I talked about using m0n0wall as a captive portal in an environment with an extremely large number of users earlier. From what I could see remotely at the load balancer, the system appeared to be running fine, since I could see all the WAN links being used. But the manager of the apartment complex called me up to tell me that users have been complaining that they get logged out of the captive portal, and they have to re-input their passwords. This often happens in the evenings when usage peaks.
I asked the manager if the users all called at the same time to complain about this, which could indicate that m0n0wall had crashed and rebooted, thus kicking all users out from the portal. The manager wasn't sure, but he said that he gets calls every single evening.
So I drove out 100 miles to see it again, in person.
It turns out that there still aren't that many users using the system, but those that are using, are hogging the bandwidth by running P2P software.

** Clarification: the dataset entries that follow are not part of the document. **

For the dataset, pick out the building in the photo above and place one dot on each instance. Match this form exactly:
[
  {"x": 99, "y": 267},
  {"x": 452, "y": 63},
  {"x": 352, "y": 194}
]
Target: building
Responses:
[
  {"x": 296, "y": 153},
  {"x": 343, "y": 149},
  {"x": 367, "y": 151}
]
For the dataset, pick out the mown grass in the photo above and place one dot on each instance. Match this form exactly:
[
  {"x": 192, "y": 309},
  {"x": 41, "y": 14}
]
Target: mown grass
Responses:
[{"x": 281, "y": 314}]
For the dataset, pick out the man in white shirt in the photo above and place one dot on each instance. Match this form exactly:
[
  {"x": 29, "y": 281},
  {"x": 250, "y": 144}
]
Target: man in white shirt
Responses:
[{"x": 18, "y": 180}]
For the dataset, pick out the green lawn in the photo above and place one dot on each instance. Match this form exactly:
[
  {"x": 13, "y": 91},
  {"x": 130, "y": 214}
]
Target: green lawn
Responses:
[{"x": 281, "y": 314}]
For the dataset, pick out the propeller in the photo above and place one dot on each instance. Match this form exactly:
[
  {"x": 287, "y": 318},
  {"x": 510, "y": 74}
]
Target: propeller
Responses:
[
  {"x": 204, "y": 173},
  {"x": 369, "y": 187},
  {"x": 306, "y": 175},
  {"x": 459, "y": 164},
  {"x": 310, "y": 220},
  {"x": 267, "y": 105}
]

I searched a bit and found that m0n0wall has a hard coded 30,000 connection limit (firewall states), which can't be changed unless the kernel is recompiled. It also appears that when the limit is reached, m0n0wall crashes. Hmm.
I could switch to pfSense and run it on a PC, which seems to not have any issues in this area since it has a configurable maximum states option based on the amount of RAM installed, but the current released is tagged ALPHA-ALPHA, which scares me a little bit. Or I could switch to some other system not based on m0n0wall, but I really like the captive portal, and the apartment complex people also intend to use the vouchers in m0n0wall.
So I changed the TCP idle timeout value, and gave minimum weight to P2P connections using the traffic shaper. I also remembered to set m0n0wall to allow remote access, so I don't have to drive out again if all I needed to do was look at users and change some settings.
But I forgot to take photos of the hardware setup again.